My daughter’s friend had ridden a chairlift previously, but that was two years ago. My daughter had never been on one. The adults were taking turns going on the “real” trails while one or two of us stayed behind on the learner slope with the young’uns. I mentioned to my wife that I thought it was time to try them on the big hill, and she said something that was brilliant: “It will be time for her to go on the chairlift when she is PLEADING to do so.”
Often, when marketing to people, you are trying to get them to do something that is strange, new, or even slightly intimidating. Like riding a chairlift for the first time. Rather than cajoling or reasoning with them, why not take the Tom Sawyer approach? Make the activity or action you’d like them to undertake appealing, but slightly out of reach. If they want to buy badly enough, then when you finally supply it to them, they’re be grateful to you for taking their money.

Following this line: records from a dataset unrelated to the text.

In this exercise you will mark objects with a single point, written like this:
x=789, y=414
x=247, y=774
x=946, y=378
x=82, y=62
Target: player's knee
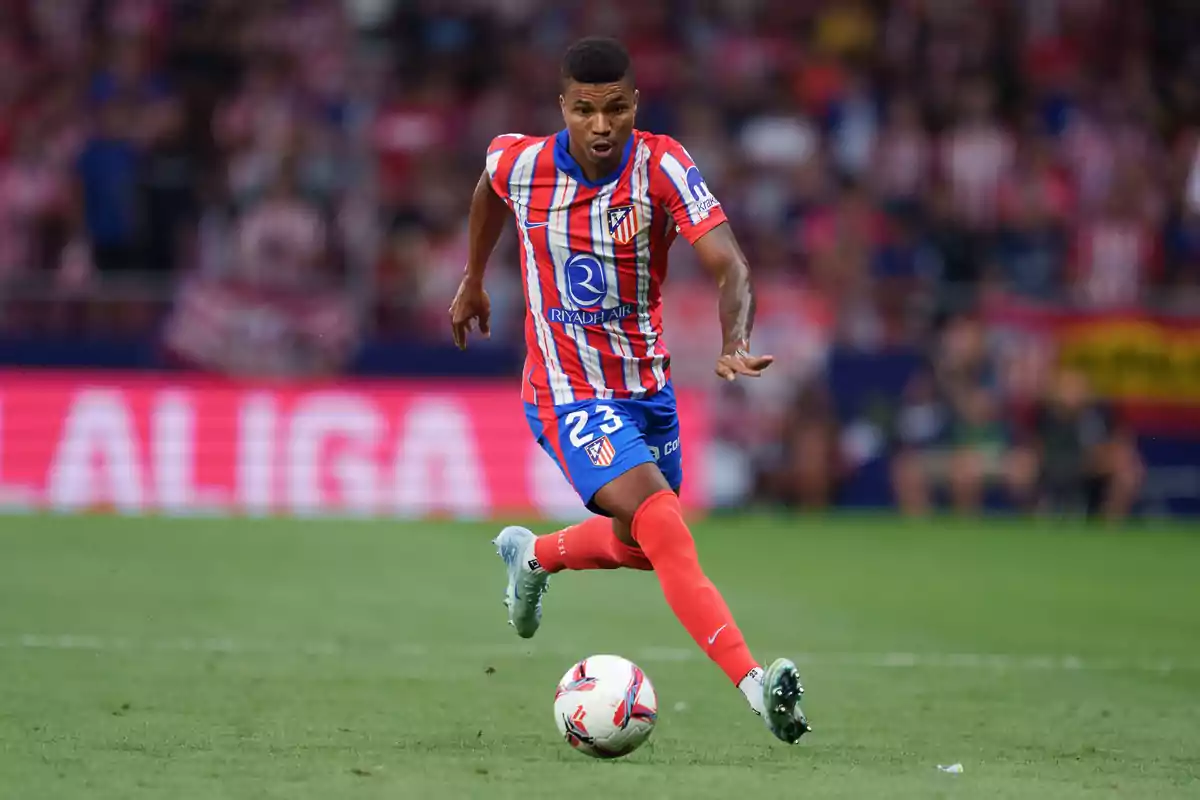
x=625, y=495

There are many examples for where this happens already. Anything that people (voluntarily) queue up for would qualify, like concert tickets or iPhones. How could you do this in a bar? Here’s an idea:
Buy a bottle of extremely expensive scotch. Put it prominently behind the bar and price it appropriately, like $50 a shot. But clearly indicate that not just anyone can sample this heavenly elixir. Put some kind of qualification process in place: perhaps you have to be able to differentiate between two lesser liquids in a blind taste test. Or take a brief examination demonstrating one’s knowledge of distilleries and single malts. And of course, when they do achieve the status necessary to spend $50 for a shot, celebrate the occasion. The act of them giving you a lot of money will then become an accomplishment they are proud of.
BTW, the girls DID plead to go up the chair, and were riding to the top of the mountain regularly and didn’t want to stop at the end of the day.